Pembina UKM Karnaval FT UNY

Bagi Afif, kegembiraan karnaval tak hanya hadir dari meriahnya acara dan senda gurau yang mengelilingi gelaran. Karnaval juga bisa mempersatukan bangsa, sekaligus ladangnya bersama tim untuk menghaturkan prestasi bagi almamater.

————–

Kurang lebih 40 tahun yang lalu, Afif Ghurub Bestari masih duduk dan mengenyam asam garam pendidikan di taman kanak-kanak. Sejak saat itupula, Afif sudah menjadi anak karnaval. Menggunakan baju buatan ibu serta aksesoris yang ia buat seorang diri, termasuk ukiran logam, Afif melenggok indah sembari menyapa warga Ngawi.
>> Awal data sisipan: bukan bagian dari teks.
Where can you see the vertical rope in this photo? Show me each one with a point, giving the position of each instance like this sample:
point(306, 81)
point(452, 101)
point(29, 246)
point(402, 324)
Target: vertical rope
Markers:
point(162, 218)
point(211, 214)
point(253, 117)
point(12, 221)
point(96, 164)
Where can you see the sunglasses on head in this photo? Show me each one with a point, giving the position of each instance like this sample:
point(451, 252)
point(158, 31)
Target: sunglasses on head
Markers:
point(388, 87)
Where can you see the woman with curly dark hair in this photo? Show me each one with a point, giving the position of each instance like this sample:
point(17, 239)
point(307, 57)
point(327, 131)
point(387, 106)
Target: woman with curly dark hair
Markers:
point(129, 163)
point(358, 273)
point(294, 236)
Pada saat itu, jalan raya seakan karpet merah baginya dan teman-teman karnaval. Sedangkan alon-alon tempat finish dan penyerahan penghargaan, adalah panggung terbesar yang pernah ia miliki. Bukan hanya besar secara ukuran. Tapi besar karena kenangan, serta kesempatan yang diberikannya. Kesempatan untuk keberanian Afif kecil, yang hingga 40 tahun kemudian masih menekuni bidang yang ditekuninya tersebut. Dengan penuh semangat, dan kegembiraan yang hadir dari setiap sudut-sudut kemeriahan karnaval.

18 medali yang disabet Tim Karnaval Fakultas Teknik (FT) UNY binaan Afif di Filipina pada Agustus lalu, 13 diantaranya emas, menunjukkan asa tersebut masih ada. Satu penghargaan, The Best Overall Multitalented Artist, juga disabetnya sebagai penghargaan pribadi yang menasbihkan dirinya sebagai seniman terbaik dalam gelaran World Art Camp Olympiade.

Bagi Afif, hari itu ia bergembira. Layaknya hari-hari lain karnaval yang senantiasa meriah, dan menghadirkan kegembiraan bagi setiap insan yang menyaksikannya.

Tapi yang berbeda pada hari itu dibandingkan dengan 40 tahun lalu, adalah dengan siapa dan untuk apa ia bergembira. Dahulu, Afif bergembira bersama warga Ngawi. Namun kali ini, dan dalam setiap pertunjukan bersama Tim Karnaval FT UNY, ia bergembira bersama segenap almamaternya. Demi membanggakan bangsa, dalam tiap pertunjukan dan pencapaian tingkat dunia yang dilakoninya.

Anak Bandel yang Berjiwa Seni

Samar-samar, Afif masih ingat bahwa dirinya relatif bandel. Afif di bangku taman kanak-kanak adalah siswa yang gemar bolos. Hanya ada dua hal, yang bisa menarik Afif menampakkan batang hidungnya di sekolah: lomba menggambar, dan karnaval. Dalam melakoni dan mempersiapkan keduanya, Afif bahkan rela berpanas-panasan. Semua karena kegemarannya untuk melakukan jiwa seni, terlepas dari sifatnya yang relatif bandel dibanding teman-teman sekelasnya.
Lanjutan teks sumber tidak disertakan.